The European Parliament wants printer makers to manufacture reusable and recyclable printer ink cartridges and to refrain from forcing consumers to buy their own-brand refills. The Parliament voted Wednesday to ratify the Waste Electrical and Electronic Equipment Directive, which includes provisions requiring companies to make their products easier to reuse and recycle.
The Directive includes a “product design” provision aimed at preventing printer manufacturers from using technology in printer ink cartridges to keep the cartridges from being recycled or reused by refilling the cartridge with ink. Manufacturers used these “clever chips” to get around recycling rules, the Parliament said in a statement.

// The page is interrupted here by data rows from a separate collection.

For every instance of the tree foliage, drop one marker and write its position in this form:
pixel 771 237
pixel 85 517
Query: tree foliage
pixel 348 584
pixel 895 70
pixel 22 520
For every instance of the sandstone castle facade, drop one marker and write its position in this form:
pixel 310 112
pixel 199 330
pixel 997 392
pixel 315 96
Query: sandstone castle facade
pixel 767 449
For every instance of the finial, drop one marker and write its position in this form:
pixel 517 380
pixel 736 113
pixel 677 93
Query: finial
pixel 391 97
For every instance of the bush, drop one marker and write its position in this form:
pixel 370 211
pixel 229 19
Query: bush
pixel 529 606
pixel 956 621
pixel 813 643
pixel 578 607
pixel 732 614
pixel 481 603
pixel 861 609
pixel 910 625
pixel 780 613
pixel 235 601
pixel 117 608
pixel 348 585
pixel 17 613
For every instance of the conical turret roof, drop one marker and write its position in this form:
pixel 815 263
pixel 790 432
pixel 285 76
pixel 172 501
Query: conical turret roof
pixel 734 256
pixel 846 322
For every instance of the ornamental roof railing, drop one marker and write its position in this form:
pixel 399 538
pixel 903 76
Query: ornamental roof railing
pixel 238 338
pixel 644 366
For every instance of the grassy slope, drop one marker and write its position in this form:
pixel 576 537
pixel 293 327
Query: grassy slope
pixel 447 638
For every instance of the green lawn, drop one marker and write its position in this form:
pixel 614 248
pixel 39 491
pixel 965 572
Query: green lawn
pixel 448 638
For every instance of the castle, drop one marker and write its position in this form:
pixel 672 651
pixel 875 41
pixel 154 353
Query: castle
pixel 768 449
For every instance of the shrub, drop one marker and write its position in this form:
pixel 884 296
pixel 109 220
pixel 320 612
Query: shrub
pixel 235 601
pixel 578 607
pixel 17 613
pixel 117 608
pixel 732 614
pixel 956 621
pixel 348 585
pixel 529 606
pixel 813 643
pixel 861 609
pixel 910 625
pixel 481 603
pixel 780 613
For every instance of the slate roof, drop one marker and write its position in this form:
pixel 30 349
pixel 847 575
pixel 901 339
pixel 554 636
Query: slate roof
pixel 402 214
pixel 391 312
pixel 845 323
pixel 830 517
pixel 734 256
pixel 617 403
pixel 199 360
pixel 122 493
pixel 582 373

The aim of the directive is to compel member states to minimize the disposal by consumers of so-called electroscrap as unsorted municipal waste. The European Union wants to ensure that IT and telecommunications equipment such as computer mainframes, minicomputers, PCs and notebooks, and peripherals including printers can be reused or recycled in some manner if possible.
Printer companies like Hewlett-Packard Co., Epson Inc., Canon Inc. and Lexmark International Inc. may suffer financially from such a law as revenues from nonreusable cartridges could be significantly affected.
The Parliament’s Directive calls for printer companies to build technical design features into printer ink cartridges at the production stage that allows for the dismantling and recovery of the used cartridges as well as for reuse.